Turrets Syndrome – SW Walks to the Shops

The street I’m most familiar with in the world is Forest Road, in Moseley, Birmingham. I’ve been walking up and down it since 1994, possibly more times now than the street I grew up in. I think if you pace a street enough times, it becomes yours – your patch. This comes incrementally; when you devise short cuts to the bus stop, when you know if there is still time to get to the off licence, and when you can give directions to April Croft (Cul de Sac) when someone asks. In later years, you will refer to landmark pubs by their former name, confusing your new visitors. The towers, cupolas and crenellations of Forest Road and Woodbridge Road are a clue to the area’s wealthy past: these are the homes of Birmingham’s professionals in Victorian times.

My end of Forest Road is flanked by two towers: the opulent but decaying splendour of a rich terracotta house on the left, and a beautifully tiled tower without an apex on the right. Strictly speaking (and despite my punny title), these aren’t turrets, rising as they do from ground level, rather than sprouting from the building itself. Several of the terracotta house’s garden features have been jostled by the shifting soil over the years, and some coping stones lost. In 2005 an F2 tornado further bashed the rooftops of Moseley, and you can see the patched up roofline. The street sign on the right has been adapted (unofficially) by a local artist to include a forest motif in green. The octagonal towers and large windows behind the hedge offer an ideal spot to paint. I’m going to make an audacious claim at this point: the Forest in question is actually the Forest of Arden, which at one time stretched from Warwickshire to Kings Norton.

You could spend the entire walk down this road gazing at the upper reaches of the houses: every inch is considered and expensive. There are many architects involved in creating the street, each with their own style. Gables are enriched with shaped brick dragons, decorative brick courses and the exquisitely moulded, rich, red terracotta Birmingham is famous for. In most cases the bricks have withstood time (and tornado).

Individual bricks are worth your consideration too: when you get to this modular level, you know your street well! B W Blades was a West Bromich brickyard’s founder, a Mr. Brownlow William Blades.
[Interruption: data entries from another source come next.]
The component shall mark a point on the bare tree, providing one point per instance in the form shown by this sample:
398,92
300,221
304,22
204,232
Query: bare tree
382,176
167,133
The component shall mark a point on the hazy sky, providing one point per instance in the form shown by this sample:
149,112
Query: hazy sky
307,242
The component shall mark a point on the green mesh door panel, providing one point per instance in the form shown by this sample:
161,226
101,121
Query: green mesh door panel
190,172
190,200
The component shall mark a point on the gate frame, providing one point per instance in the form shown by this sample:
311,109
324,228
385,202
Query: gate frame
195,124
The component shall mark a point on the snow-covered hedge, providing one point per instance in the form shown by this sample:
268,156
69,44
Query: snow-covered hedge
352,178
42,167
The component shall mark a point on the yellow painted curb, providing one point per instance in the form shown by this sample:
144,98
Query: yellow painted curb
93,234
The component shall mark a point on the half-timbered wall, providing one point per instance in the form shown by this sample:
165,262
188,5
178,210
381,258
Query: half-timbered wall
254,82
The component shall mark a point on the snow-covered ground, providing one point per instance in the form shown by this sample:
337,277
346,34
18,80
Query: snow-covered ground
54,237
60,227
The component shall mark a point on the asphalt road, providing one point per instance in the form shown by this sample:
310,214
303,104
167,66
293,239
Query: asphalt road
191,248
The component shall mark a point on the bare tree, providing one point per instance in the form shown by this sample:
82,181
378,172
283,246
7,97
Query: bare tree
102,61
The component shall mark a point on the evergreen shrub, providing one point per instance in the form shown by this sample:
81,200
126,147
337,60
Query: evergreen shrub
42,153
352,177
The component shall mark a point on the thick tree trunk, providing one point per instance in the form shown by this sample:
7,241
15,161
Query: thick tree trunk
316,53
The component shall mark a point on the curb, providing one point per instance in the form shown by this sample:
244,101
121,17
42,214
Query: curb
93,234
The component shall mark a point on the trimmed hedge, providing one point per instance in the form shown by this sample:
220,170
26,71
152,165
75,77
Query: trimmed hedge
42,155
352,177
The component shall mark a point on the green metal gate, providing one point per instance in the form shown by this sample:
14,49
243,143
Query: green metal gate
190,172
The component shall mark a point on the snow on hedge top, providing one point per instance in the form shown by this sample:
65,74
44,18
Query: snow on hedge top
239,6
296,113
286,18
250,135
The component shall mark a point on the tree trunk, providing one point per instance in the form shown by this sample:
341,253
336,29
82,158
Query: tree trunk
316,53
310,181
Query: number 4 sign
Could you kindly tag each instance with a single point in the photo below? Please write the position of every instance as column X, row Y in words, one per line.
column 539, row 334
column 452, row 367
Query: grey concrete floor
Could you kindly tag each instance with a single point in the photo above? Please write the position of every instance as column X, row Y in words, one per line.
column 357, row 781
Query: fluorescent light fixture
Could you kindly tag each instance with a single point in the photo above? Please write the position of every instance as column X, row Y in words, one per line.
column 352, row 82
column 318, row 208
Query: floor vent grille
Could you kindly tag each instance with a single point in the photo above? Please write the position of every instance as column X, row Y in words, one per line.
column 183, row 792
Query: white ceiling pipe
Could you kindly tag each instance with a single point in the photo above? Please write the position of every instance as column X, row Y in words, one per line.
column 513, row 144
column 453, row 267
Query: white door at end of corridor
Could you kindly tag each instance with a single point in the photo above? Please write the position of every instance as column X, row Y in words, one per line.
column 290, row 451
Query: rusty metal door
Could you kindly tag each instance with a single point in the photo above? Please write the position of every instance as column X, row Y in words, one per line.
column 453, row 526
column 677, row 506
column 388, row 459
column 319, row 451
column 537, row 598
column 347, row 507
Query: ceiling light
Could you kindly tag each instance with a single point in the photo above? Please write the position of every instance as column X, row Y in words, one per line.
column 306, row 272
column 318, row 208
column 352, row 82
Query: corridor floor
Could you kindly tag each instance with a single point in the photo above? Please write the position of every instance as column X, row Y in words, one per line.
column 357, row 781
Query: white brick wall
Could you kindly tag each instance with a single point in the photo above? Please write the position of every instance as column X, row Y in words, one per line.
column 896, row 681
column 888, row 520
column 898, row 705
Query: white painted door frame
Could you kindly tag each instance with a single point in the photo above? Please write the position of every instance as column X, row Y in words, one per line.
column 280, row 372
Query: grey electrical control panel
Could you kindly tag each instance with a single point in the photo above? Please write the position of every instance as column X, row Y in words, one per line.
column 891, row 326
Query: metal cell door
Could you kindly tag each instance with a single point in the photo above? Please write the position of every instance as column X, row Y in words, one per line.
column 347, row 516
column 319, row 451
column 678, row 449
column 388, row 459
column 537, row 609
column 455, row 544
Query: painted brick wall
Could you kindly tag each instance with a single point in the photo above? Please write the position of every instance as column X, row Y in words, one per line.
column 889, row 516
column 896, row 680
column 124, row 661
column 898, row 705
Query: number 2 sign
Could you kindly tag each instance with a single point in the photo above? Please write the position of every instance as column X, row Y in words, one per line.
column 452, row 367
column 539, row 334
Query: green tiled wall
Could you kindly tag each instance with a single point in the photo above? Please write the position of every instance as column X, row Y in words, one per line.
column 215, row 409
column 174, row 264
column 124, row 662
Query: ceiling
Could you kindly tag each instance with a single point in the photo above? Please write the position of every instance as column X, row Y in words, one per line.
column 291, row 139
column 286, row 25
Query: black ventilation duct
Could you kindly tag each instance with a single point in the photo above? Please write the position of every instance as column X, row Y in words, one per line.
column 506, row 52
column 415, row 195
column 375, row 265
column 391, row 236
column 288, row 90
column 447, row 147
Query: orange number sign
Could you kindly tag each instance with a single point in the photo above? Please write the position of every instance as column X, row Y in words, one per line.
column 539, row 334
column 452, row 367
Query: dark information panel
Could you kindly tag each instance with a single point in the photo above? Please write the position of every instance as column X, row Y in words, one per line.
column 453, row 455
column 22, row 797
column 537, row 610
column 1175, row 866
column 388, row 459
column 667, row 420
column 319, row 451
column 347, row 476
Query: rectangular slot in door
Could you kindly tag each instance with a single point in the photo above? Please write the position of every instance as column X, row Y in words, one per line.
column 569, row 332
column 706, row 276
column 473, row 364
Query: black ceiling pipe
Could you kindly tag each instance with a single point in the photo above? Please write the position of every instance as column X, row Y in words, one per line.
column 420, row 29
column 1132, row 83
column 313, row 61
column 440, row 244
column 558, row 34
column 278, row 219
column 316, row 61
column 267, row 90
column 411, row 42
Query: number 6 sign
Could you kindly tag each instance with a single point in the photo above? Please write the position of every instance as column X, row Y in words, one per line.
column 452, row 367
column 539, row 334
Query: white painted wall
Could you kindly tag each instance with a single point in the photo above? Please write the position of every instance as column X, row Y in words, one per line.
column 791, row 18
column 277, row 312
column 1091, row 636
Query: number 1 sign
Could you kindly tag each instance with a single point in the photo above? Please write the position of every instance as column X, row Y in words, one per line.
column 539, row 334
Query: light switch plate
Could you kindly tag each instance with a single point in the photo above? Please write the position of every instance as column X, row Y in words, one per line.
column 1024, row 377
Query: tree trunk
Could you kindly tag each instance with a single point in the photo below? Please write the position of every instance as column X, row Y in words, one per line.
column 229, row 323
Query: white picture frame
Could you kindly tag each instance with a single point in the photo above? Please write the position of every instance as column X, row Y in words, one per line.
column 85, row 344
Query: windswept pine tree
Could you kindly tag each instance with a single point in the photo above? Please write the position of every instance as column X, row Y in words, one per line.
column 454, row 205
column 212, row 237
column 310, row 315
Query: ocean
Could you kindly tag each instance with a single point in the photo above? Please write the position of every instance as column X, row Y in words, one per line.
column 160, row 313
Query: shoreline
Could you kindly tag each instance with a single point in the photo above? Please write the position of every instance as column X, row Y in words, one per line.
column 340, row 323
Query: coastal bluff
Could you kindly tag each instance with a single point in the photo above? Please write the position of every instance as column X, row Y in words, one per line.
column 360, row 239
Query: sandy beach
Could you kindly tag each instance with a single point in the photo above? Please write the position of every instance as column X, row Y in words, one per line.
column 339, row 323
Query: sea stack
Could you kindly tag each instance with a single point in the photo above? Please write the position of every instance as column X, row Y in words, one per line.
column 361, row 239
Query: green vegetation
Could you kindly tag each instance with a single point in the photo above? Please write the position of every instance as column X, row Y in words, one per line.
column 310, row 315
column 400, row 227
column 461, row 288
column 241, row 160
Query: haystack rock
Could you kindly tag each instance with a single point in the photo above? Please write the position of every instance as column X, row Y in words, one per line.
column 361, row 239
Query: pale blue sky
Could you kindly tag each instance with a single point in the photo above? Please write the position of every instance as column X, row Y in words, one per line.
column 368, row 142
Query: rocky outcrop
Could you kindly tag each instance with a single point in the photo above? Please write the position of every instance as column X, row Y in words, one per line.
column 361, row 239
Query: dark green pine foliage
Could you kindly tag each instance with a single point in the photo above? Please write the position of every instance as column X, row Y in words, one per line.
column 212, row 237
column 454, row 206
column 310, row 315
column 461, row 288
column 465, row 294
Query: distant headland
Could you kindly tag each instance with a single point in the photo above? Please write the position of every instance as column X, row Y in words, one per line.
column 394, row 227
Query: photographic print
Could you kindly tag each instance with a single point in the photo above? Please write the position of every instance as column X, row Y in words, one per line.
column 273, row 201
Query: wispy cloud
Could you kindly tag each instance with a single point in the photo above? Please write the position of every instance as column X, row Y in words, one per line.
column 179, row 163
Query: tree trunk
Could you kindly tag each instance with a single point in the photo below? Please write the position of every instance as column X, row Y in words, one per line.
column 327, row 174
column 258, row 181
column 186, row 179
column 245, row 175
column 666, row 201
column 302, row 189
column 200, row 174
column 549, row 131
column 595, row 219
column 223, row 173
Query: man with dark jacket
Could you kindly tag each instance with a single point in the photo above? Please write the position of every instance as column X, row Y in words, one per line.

This is also what I’d call my street gang, were I to form one.

Ornate stonework exists along the length of the street, as with these carved corbells (a supporting architectural element) and bosses (the leafy, cabbage-like things). Another feature of the street is the later subdivision into flats, and resulting wealth of unnamed bell options on arrival at an address.

At Anderton Park Road, two more towers. The half-timbered look, fashionable for the day, have a Bavarian feel: coloured timbers in unusual patterns.

Two stone gate posts for Milton Grange, a former children’s home. The Grange no longer exists, but the name is just visible in the stone.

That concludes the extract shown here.